EBGs don’t change from patient to patient. While the standards of care may change over time, they do not change based on the patient or the patient’s choice of medical insurer. Having EBGs already embedded in an appeal letter template saves the appeal writer time, effort, and frustration when arguing that the care provided was according to generally accepted medical standards of care.
Further, a successful appeal letter template includes:
The patient narrative
Arguments around medical necessity
Coding criteria, when appropriate
Regulatory or payment citations
An explicit request for payment as appropriate
Any other information that leads to a compelling argument for payment
Creating appeal letter templates is not an easy task. It is time-consuming and requires research and experience in appeal writing. Creating an appeal letter template library is work that has a beginning but never an end. Templates must be reviewed, updated, edited, appended, and adjusted to maintain the relevance and effectiveness of the arguments. Yet, having an appeal letter template library is so worth it. The time and effort you can save in the work of appeal writing is invaluable.

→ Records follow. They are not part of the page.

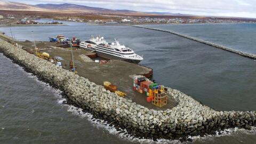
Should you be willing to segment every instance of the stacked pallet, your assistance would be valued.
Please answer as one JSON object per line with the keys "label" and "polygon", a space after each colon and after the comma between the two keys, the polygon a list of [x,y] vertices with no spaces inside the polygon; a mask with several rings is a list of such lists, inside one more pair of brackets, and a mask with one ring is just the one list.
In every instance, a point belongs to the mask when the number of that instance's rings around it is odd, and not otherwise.
{"label": "stacked pallet", "polygon": [[143,76],[133,77],[133,90],[147,95],[147,101],[156,106],[162,107],[167,105],[167,97],[164,87]]}

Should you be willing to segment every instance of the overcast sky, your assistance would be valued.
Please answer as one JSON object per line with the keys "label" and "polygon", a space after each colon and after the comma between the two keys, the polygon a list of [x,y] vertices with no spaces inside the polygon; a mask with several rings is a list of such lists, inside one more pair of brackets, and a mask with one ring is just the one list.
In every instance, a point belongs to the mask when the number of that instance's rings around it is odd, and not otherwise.
{"label": "overcast sky", "polygon": [[256,18],[256,0],[8,0],[30,4],[73,3],[110,9]]}

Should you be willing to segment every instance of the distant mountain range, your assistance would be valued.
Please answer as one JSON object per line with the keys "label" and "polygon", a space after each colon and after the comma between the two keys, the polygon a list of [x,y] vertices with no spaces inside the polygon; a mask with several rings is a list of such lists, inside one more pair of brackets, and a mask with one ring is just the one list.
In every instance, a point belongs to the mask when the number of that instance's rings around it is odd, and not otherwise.
{"label": "distant mountain range", "polygon": [[127,10],[110,10],[100,7],[90,7],[85,5],[81,5],[73,4],[46,4],[35,5],[37,7],[45,9],[48,10],[58,10],[64,11],[76,11],[87,12],[98,12],[98,13],[137,13],[139,12],[130,11]]}
{"label": "distant mountain range", "polygon": [[122,14],[149,14],[146,13],[127,10],[111,10],[100,7],[64,3],[60,4],[45,4],[29,5],[20,3],[0,1],[1,10],[33,11],[42,12],[84,12]]}

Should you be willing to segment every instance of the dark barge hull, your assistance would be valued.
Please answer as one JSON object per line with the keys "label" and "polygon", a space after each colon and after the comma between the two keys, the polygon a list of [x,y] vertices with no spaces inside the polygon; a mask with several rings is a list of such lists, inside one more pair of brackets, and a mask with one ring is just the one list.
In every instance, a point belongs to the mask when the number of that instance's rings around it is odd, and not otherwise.
{"label": "dark barge hull", "polygon": [[123,60],[123,61],[125,61],[127,62],[129,62],[131,63],[139,63],[141,61],[140,60],[131,60],[131,59],[124,59],[122,58],[119,58],[118,57],[116,57],[114,55],[109,55],[108,54],[106,54],[104,53],[100,52],[96,52],[97,53],[97,55],[99,57],[102,57],[107,59],[109,60]]}

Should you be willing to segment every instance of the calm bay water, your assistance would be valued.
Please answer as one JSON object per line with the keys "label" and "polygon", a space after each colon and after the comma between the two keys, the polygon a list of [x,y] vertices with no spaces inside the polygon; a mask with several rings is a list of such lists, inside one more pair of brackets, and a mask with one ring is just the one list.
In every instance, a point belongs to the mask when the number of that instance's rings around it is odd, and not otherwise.
{"label": "calm bay water", "polygon": [[147,25],[256,54],[256,23]]}
{"label": "calm bay water", "polygon": [[[154,69],[154,78],[159,83],[181,90],[218,110],[256,110],[254,60],[166,33],[129,26],[68,23],[70,25],[15,27],[12,30],[20,41],[33,41],[31,30],[37,41],[48,41],[49,37],[59,34],[82,40],[98,34],[110,42],[116,38],[143,55],[141,63]],[[221,25],[213,26],[218,29]],[[0,31],[10,35],[9,28],[0,28]],[[201,35],[200,33],[205,32],[195,33]],[[70,106],[58,103],[61,100],[56,90],[38,82],[2,55],[0,60],[0,128],[4,128],[0,130],[0,143],[138,142],[89,121],[90,115],[78,114]],[[194,143],[256,143],[255,134],[238,131],[225,136],[195,139]]]}

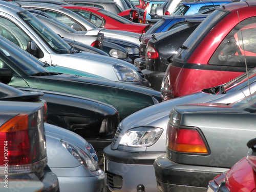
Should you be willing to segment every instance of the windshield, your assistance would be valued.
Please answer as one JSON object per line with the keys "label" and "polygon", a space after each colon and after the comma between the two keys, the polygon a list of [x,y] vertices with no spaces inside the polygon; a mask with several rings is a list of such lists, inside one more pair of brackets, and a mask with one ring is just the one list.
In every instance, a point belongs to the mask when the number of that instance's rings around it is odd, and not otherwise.
{"label": "windshield", "polygon": [[48,72],[44,63],[28,52],[2,37],[0,40],[0,68],[10,68],[20,76]]}
{"label": "windshield", "polygon": [[[183,60],[186,58],[188,58],[192,53],[191,51],[194,47],[200,42],[200,39],[202,39],[205,34],[214,27],[219,20],[225,16],[226,13],[226,12],[216,10],[210,14],[184,42],[183,45],[186,48],[185,49],[180,48],[174,57]],[[209,28],[209,26],[210,28]]]}
{"label": "windshield", "polygon": [[188,9],[189,9],[189,7],[181,4],[176,8],[172,15],[184,15]]}
{"label": "windshield", "polygon": [[253,94],[242,101],[234,103],[230,106],[233,108],[255,113],[256,112],[256,93]]}
{"label": "windshield", "polygon": [[44,24],[28,11],[19,13],[20,17],[34,30],[50,47],[59,54],[67,54],[71,47],[60,37],[50,31]]}
{"label": "windshield", "polygon": [[130,21],[129,20],[125,19],[120,16],[117,15],[116,14],[114,14],[111,13],[111,12],[106,11],[104,9],[100,9],[98,11],[100,13],[103,14],[105,15],[106,15],[113,19],[120,22],[121,23],[132,23],[133,22]]}

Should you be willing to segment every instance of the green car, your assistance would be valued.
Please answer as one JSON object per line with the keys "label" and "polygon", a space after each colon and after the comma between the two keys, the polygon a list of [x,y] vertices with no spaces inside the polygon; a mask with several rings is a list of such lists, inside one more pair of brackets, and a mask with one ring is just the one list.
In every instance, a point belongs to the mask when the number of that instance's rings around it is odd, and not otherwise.
{"label": "green car", "polygon": [[2,36],[0,41],[0,81],[9,85],[71,93],[100,101],[113,105],[118,111],[121,120],[161,102],[160,92],[144,86],[50,72],[45,67],[47,64]]}

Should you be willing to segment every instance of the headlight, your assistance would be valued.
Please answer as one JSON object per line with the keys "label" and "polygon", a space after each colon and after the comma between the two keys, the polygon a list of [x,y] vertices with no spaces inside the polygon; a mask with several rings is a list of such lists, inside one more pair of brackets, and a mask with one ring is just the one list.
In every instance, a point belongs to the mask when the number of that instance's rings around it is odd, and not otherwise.
{"label": "headlight", "polygon": [[113,66],[114,70],[120,81],[140,81],[141,77],[139,73],[131,68],[119,65]]}
{"label": "headlight", "polygon": [[126,47],[128,54],[139,55],[140,50],[138,47]]}
{"label": "headlight", "polygon": [[77,146],[62,140],[61,140],[61,141],[62,143],[62,146],[67,149],[72,156],[89,170],[94,172],[98,169],[97,165],[93,163],[88,155],[87,155],[82,150]]}
{"label": "headlight", "polygon": [[110,51],[110,55],[111,57],[115,57],[118,59],[126,59],[127,58],[127,55],[121,51],[117,50],[115,49],[112,49]]}
{"label": "headlight", "polygon": [[124,133],[119,145],[133,147],[148,147],[159,139],[163,129],[155,127],[132,129]]}

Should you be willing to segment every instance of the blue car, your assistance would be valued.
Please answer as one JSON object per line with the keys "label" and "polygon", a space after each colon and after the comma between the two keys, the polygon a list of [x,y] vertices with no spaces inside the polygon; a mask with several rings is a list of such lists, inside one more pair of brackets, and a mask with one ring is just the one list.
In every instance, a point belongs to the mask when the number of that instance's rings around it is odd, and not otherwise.
{"label": "blue car", "polygon": [[206,9],[219,7],[221,5],[234,2],[232,0],[213,0],[193,2],[190,3],[181,2],[172,15],[192,15]]}
{"label": "blue car", "polygon": [[145,35],[169,31],[178,26],[187,23],[191,20],[201,19],[207,16],[207,14],[165,16],[151,27],[146,32]]}

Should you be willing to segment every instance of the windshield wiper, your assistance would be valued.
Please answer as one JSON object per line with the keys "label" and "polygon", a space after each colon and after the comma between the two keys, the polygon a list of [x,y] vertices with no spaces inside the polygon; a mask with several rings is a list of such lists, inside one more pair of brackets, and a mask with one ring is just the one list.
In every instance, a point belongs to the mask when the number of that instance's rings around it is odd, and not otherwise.
{"label": "windshield wiper", "polygon": [[33,74],[31,75],[31,76],[56,76],[57,75],[59,75],[59,74],[55,72],[41,71]]}

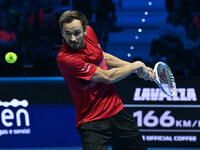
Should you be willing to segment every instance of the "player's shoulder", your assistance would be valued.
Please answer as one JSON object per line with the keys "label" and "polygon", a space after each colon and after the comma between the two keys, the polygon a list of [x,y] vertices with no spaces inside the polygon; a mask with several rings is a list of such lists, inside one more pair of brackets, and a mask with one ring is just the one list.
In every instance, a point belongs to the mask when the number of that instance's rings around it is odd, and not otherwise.
{"label": "player's shoulder", "polygon": [[94,30],[92,29],[92,27],[87,26],[86,29],[87,29],[86,37],[89,38],[90,40],[94,41],[95,43],[98,43],[97,36],[96,36]]}

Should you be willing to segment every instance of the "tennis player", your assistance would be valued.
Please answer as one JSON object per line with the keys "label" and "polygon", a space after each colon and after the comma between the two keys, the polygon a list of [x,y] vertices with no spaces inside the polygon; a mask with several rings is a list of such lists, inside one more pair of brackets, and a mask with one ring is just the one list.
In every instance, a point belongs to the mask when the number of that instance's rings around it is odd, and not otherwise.
{"label": "tennis player", "polygon": [[146,150],[113,83],[137,70],[141,78],[152,81],[152,69],[140,61],[129,63],[103,52],[87,18],[78,11],[65,11],[59,25],[63,45],[57,63],[75,104],[83,150],[106,150],[110,143],[114,150]]}

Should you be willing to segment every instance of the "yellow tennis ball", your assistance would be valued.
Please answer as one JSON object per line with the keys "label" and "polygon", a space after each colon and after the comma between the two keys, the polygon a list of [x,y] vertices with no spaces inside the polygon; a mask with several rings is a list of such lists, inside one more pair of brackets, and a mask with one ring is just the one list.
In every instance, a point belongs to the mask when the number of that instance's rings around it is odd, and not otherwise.
{"label": "yellow tennis ball", "polygon": [[7,63],[9,64],[13,64],[17,61],[17,55],[13,52],[8,52],[6,55],[5,55],[5,60]]}

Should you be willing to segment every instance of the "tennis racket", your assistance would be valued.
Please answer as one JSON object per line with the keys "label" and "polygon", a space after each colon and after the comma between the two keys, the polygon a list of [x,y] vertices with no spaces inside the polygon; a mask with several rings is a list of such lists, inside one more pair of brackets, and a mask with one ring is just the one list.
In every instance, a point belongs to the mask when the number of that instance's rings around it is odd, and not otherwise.
{"label": "tennis racket", "polygon": [[176,93],[176,82],[168,65],[158,62],[155,64],[153,71],[155,73],[154,82],[161,91],[168,96],[173,96]]}

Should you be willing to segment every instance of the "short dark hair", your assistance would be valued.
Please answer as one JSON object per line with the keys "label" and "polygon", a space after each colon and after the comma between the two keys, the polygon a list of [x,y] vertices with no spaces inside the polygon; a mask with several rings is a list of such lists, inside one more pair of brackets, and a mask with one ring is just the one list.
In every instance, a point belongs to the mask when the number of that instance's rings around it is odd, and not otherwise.
{"label": "short dark hair", "polygon": [[83,15],[79,11],[75,10],[68,10],[65,11],[61,14],[60,19],[59,19],[59,26],[60,29],[63,29],[63,24],[64,23],[71,23],[74,19],[80,20],[81,24],[83,26],[83,29],[86,29],[86,26],[88,25],[88,20],[85,15]]}

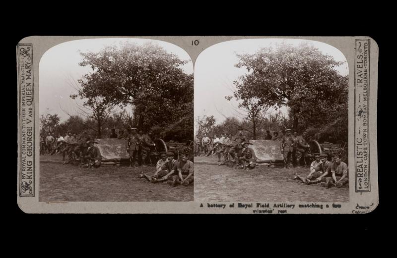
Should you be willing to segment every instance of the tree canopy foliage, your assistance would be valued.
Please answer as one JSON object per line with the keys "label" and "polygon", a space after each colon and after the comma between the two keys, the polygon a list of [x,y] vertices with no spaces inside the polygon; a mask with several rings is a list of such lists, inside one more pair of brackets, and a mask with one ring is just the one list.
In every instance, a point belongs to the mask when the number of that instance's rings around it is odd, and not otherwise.
{"label": "tree canopy foliage", "polygon": [[331,126],[347,117],[348,77],[335,69],[342,63],[314,46],[283,44],[237,56],[236,66],[247,70],[234,82],[242,106],[252,100],[259,106],[286,105],[296,130]]}
{"label": "tree canopy foliage", "polygon": [[78,81],[78,95],[86,100],[84,105],[95,111],[97,120],[109,107],[131,105],[132,126],[144,130],[160,127],[166,133],[192,138],[193,75],[181,67],[188,61],[150,43],[128,43],[80,53],[80,65],[92,71]]}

Begin with the most frequently denied issues. These are typically short-stay inpatient admissions that enter through the ED: chest pain, syncope, heart failure, TIA. What arguments have been successful in overturning these denials? Start with a letter that was successful and go from there. Research the standards of care in the medical community and include that in your template. Just use the three or four sentences from evidence-based medicine that support the medical necessity of admission or procedure. Do that for every new issue that comes across your desk, and eventually, you will have built a library of resources.
An appeal template library can transform your work from overwhelming to winning.